This is a mistake in implementation. Not only a couple of other tools that I tried agree that your template doesn't match your input, but I tried this:
#include <string> #include <regex> #include <iostream> int main() { std::string pattern("([az]*)([az])(e)(i)([az]*)"); std::regex r(pattern); std::smatch results; std::string test_str = "cei"; if (std::regex_search(test_str, results, r)) { std::cout << results.str() << std::endl; for (size_t i = 0; i < results.size(); ++i) { std::ssub_match sub_match = results[i]; std::string sub_match_str = sub_match.str(); std::cout << i << ": " << sub_match_str << '\n'; } } }
It basically looks like what you had, but I replaced [:alpha:] with [az] for simplicity, and also temporarily replaced [^c] with [az] because it makes it work correctly. Here is what it prints (GCC 4.9.0 on Linux x86-64):
cei 0: cei 1: 2: c 3: e 4: i 5:
If I replaced [az] where you had [^c] , and instead just put f , he correctly said that the pattern did not match. But if I use [^c] , how are you:
std::string pattern("([az]*)([^c])(e)(i)([az]*)");
Then I get this output:
cei 0: cei 1: cei terminate called after throwing an instance of 'std::length_error' what(): basic_string::_S_create Aborted (core dumped)
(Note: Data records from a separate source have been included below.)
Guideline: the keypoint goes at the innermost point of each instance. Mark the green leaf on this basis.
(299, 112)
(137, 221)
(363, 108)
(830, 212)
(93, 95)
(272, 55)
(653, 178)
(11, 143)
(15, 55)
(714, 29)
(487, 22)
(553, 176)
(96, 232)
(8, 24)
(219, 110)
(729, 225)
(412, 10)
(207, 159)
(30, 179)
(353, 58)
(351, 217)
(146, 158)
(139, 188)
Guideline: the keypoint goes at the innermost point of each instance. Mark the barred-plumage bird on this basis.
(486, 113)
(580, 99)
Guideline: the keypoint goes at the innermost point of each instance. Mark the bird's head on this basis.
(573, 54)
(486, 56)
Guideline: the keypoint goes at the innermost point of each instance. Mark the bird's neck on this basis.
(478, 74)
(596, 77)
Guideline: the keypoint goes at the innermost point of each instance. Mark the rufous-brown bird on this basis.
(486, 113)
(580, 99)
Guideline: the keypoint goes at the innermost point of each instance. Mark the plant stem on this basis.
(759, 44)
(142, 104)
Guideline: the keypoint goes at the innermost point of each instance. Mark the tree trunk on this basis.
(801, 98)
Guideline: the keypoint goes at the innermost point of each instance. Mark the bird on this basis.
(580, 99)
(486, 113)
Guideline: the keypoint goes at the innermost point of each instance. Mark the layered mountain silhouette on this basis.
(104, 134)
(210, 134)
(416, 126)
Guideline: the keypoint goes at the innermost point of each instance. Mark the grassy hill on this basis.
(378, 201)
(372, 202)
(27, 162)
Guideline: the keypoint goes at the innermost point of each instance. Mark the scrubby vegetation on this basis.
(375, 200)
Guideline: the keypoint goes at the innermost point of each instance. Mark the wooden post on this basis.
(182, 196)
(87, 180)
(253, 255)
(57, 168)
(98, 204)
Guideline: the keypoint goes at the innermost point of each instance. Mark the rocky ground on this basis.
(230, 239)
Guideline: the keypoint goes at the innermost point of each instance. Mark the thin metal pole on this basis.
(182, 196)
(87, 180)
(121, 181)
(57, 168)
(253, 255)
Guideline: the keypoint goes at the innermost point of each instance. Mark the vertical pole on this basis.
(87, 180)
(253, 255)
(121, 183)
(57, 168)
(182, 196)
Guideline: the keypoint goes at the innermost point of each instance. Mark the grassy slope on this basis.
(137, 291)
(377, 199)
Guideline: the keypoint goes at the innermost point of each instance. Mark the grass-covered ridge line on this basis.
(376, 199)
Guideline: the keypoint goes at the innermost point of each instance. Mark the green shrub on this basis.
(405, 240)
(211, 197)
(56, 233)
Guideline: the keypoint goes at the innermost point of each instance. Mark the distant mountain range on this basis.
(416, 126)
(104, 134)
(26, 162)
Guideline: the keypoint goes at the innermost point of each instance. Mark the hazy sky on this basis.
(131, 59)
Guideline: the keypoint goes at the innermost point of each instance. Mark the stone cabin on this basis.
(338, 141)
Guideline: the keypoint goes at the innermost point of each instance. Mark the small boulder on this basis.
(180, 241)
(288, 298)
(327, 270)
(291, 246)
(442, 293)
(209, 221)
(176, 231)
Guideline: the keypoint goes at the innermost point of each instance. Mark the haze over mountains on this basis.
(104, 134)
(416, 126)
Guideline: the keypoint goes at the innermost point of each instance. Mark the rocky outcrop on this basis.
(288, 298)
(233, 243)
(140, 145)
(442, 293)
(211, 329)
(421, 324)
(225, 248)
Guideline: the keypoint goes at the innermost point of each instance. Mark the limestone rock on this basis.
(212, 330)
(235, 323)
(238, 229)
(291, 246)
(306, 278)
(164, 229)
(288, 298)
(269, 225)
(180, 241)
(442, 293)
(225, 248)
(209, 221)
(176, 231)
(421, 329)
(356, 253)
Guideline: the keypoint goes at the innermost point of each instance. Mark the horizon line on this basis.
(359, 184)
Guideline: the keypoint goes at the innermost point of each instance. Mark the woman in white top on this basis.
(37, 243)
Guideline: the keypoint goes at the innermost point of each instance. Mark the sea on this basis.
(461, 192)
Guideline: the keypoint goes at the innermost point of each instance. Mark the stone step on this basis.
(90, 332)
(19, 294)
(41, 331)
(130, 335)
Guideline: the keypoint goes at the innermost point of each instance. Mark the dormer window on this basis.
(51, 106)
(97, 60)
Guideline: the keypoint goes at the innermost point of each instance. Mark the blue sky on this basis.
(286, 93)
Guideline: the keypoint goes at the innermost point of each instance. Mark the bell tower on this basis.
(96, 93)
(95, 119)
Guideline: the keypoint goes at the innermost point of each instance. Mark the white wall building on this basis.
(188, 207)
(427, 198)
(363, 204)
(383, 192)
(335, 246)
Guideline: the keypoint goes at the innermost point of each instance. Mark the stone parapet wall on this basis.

Thus, he claims to be successful, and the result [0] is the "cei" that is expected. Then the results [1] are also βceiβ, which, I think, may be in order. But then the results [2] fail because it tries to build a std::string length 18446744073709551614 with begin = nullptr. And this giant number is exactly 2^64 - 2 , aka std::string::npos - 1 (on my system).
So, I think that somewhere there is a βone by oneβ error, and the influence can be much more than just a false match of regular expressions - it may crash at runtime.